Senate Democratic leaders say they are committed to passing the president’s $10.10 proposal. Sen. Charles E. Schumer of New York, the number three Democrat in the Senate, argued Wednesday that other Republicans had made it clear they would not support a minimum-wage measure no matter what the increase might be.

“We’re sticking with $10.10,” Schumer said. “We’re not negotiating against ourselves.”

But Sen. Richard J. Durbin of Illinois, the number two Democrat, raised the possibility of a compromise, although he also predicted that Democrats would “hold our votes” to open debate on an increase to the $10.10 level.

“Let me be honest about this,” he said. “If we reach a level where we don’t have the votes to pass it, then we have to be open for conversation about what it might look like in the future.”

It took months of work to advance an extension of unemployment insurance benefits, a measure that could finally pass the Senate on Thursday. The plan attracted enough Republican votes to end a filibuster Wednesday.

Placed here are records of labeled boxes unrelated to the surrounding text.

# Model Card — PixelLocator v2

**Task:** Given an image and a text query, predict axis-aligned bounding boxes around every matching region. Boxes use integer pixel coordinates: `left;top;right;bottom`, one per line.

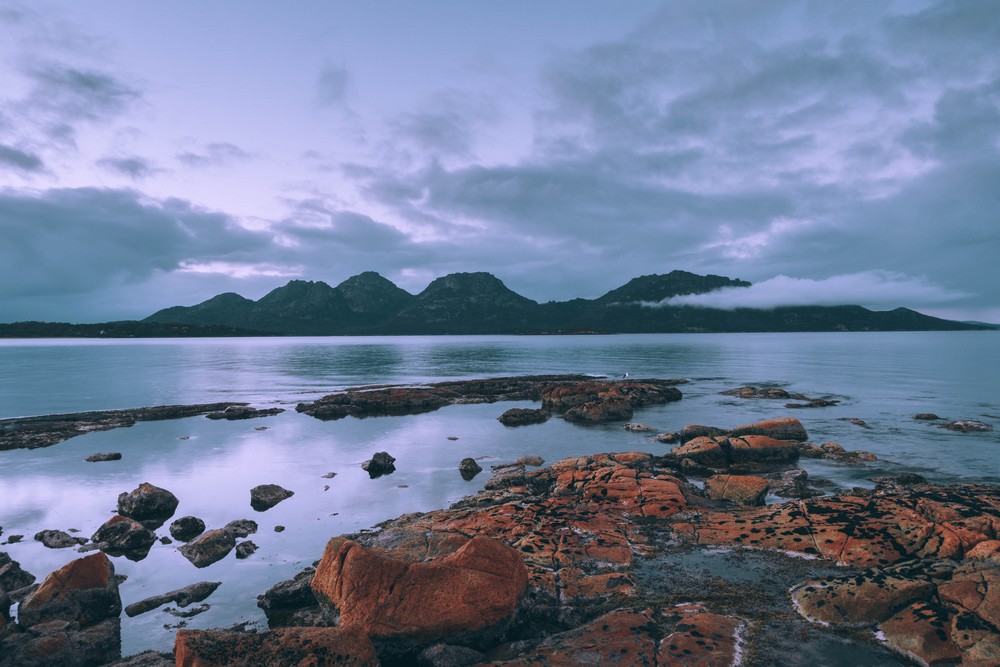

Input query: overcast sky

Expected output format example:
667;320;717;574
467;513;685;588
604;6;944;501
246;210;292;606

0;0;1000;322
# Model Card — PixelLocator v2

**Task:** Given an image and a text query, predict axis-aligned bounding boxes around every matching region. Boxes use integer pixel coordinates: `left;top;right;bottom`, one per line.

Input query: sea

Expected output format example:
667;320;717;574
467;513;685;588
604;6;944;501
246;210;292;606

0;331;1000;655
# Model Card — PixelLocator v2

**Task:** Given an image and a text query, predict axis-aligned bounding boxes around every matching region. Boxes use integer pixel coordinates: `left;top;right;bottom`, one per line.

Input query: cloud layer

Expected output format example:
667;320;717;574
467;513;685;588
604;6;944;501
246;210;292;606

0;0;1000;320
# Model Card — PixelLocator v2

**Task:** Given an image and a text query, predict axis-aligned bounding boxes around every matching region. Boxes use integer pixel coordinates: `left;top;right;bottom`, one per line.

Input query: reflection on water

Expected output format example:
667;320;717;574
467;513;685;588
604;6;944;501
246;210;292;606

0;332;1000;652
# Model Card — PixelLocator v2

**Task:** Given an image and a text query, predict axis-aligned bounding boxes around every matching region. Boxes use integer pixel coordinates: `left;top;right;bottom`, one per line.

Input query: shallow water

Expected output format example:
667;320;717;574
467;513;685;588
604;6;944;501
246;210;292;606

0;332;1000;654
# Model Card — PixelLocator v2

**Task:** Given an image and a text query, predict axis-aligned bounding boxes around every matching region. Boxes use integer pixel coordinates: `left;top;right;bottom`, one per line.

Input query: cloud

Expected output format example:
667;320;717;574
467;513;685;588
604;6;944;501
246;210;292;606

0;144;45;172
177;142;255;169
664;271;969;309
97;155;163;181
0;188;270;302
316;65;351;107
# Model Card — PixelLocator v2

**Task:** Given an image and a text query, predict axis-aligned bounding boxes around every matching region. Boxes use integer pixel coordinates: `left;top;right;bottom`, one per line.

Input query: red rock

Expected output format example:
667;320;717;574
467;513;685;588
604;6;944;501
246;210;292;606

490;609;658;667
879;602;962;665
312;537;528;640
18;552;122;627
729;417;809;442
705;475;769;505
657;604;744;667
174;627;379;667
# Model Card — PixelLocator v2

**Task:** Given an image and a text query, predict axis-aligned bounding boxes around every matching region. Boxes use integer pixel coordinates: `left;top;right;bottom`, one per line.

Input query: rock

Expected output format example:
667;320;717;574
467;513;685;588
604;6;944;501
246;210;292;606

35;530;87;549
205;405;285;421
656;424;727;444
563;398;633;424
118;482;179;521
624;422;656;433
250;484;295;512
361;452;396;479
179;529;236;568
868;472;927;491
0;551;35;595
222;520;258;538
0;403;246;451
497;408;551;426
312;537;528;641
174;627;378;667
705;475;768;505
236;540;257;560
87;452;122;463
90;516;156;561
719;387;792;400
514;454;545;467
17;552;122;627
257;567;320;627
458;458;483;481
729;417;809;442
417;644;486;667
938;419;993;433
125;581;222;617
169;516;205;542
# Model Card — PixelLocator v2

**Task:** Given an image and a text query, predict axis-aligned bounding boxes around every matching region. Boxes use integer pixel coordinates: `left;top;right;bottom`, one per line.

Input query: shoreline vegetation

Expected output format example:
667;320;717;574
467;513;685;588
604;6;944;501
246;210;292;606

0;376;1000;667
0;271;997;338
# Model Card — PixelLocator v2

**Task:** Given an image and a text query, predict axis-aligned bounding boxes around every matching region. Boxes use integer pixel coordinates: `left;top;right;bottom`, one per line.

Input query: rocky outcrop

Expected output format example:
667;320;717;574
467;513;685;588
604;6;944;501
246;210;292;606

86;452;122;463
312;537;528;641
90;516;156;561
205;405;285;421
125;581;222;617
179;529;236;568
174;627;378;667
361;452;396;479
295;375;686;420
0;403;242;451
939;419;993;433
0;552;122;667
497;408;552;426
118;482;180;524
250;484;295;512
169;516;205;542
35;530;87;549
705;475;769;505
458;457;483;481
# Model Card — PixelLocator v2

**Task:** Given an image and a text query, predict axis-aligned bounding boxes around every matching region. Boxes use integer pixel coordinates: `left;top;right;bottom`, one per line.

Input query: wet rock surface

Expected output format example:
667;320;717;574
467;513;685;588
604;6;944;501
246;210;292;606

234;444;1000;665
118;482;180;523
361;452;396;479
250;484;295;512
125;581;222;617
497;408;552;426
295;375;686;420
0;403;244;451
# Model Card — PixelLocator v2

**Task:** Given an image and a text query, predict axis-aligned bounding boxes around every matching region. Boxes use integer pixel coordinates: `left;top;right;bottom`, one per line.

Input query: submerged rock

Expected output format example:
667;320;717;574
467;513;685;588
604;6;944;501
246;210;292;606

361;452;396;479
35;530;87;549
497;408;551;426
179;529;236;568
169;516;205;542
125;581;222;617
250;484;295;512
90;516;156;561
87;452;122;463
118;482;180;521
458;458;483;481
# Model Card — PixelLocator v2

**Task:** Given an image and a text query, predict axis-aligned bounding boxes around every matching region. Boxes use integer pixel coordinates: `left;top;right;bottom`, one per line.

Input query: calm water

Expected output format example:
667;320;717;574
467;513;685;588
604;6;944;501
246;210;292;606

0;332;1000;654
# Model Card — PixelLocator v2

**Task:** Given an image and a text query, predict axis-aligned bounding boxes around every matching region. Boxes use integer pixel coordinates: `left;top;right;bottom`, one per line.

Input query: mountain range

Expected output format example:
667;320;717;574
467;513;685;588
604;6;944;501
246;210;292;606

131;271;981;336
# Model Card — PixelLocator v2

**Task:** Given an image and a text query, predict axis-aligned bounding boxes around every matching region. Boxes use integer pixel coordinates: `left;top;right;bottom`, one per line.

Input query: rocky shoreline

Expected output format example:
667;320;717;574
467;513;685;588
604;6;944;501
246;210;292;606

0;376;1000;666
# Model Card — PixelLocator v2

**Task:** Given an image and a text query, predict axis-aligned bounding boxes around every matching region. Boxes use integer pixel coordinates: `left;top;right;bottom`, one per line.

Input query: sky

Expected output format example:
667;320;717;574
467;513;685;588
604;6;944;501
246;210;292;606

0;0;1000;322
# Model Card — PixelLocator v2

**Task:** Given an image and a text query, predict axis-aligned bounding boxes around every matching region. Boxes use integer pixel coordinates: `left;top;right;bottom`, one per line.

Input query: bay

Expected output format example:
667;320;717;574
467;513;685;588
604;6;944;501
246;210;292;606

0;332;1000;654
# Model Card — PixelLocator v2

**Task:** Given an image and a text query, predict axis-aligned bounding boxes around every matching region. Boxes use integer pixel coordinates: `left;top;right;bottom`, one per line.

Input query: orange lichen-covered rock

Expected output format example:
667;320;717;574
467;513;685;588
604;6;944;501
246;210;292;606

18;552;122;627
174;627;379;667
705;475;769;505
312;537;528;639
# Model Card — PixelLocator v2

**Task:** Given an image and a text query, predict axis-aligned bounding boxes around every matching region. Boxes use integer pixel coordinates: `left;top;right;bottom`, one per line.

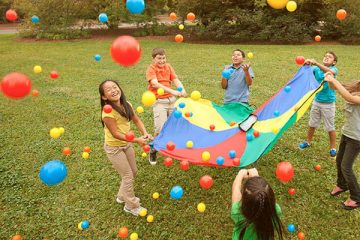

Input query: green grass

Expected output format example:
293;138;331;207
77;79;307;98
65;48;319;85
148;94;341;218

0;35;360;239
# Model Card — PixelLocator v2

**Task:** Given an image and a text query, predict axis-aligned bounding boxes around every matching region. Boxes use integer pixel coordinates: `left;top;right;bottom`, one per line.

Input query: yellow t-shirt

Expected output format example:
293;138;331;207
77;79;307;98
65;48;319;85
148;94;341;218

101;104;130;146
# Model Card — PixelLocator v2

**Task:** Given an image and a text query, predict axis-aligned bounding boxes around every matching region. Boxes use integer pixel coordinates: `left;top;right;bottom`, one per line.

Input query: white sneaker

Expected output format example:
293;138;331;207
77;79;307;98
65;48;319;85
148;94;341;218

124;206;147;216
116;197;140;204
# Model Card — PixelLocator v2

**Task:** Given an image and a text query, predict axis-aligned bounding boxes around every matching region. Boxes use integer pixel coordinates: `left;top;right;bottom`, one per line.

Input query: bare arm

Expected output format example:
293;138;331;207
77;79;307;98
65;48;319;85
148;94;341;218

325;73;360;104
103;117;146;145
232;169;248;203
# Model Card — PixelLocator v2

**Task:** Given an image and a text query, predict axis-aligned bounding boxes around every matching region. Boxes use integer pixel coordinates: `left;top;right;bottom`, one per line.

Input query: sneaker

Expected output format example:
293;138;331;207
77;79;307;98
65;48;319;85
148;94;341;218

149;150;157;165
124;206;147;216
116;197;140;204
299;141;310;149
329;148;337;157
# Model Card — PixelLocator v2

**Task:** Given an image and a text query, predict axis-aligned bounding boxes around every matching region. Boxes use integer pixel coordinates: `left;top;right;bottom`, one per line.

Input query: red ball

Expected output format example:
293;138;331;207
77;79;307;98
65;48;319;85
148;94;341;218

103;104;112;113
295;56;305;65
5;9;17;22
233;158;240;166
143;144;150;152
199;175;214;189
50;70;59;79
125;131;135;142
288;188;296;195
110;36;141;67
166;141;175;151
276;162;294;182
1;72;31;99
164;158;172;167
180;160;189;171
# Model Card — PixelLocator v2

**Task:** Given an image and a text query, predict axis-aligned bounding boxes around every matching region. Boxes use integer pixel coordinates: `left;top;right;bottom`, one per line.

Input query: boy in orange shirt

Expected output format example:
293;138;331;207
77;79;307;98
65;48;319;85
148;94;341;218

146;48;186;165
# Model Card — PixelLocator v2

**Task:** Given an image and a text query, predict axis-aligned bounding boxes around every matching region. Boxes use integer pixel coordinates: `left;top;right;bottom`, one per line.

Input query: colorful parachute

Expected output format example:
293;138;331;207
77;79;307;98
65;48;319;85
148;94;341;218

154;66;322;167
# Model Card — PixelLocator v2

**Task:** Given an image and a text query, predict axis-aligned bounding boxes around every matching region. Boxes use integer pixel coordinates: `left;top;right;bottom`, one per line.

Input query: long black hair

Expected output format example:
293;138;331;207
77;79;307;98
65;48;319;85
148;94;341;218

239;177;283;240
99;79;134;126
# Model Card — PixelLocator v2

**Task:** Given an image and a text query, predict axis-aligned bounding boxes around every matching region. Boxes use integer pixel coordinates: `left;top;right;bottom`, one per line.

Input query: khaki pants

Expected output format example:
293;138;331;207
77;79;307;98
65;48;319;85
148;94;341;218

“How many times did we come at that before we finally reached a bipartisan agreement?” Durbin said.

In the Republican-controlled House, an aide to Speaker John A. Boehner (R-OH), took issue with a minimum-wage increase, noting reports from economists who say that the president’s proposal would lead to job losses.

“The president’s plan would increase costs for consumers and eliminate jobs for those who need them the most,” Boehner spokesman Brendan Buck said. “The House is going to continue focusing on our plan to protect workers’ hours and create jobs, not the president’s plan to destroy them.”

In Michigan, where the retirement of Sen. Carl Levin has fueled GOP hopes of picking up a Democratic seat, Obama delivered a sharp-edged critique that fused Republican policy with Republican personality.

The new House Republican budget plan is a replay of the party’s 2012 campaign themes, the president said, “like that movie ‘Groundhog Day,’ except it’s not funny.”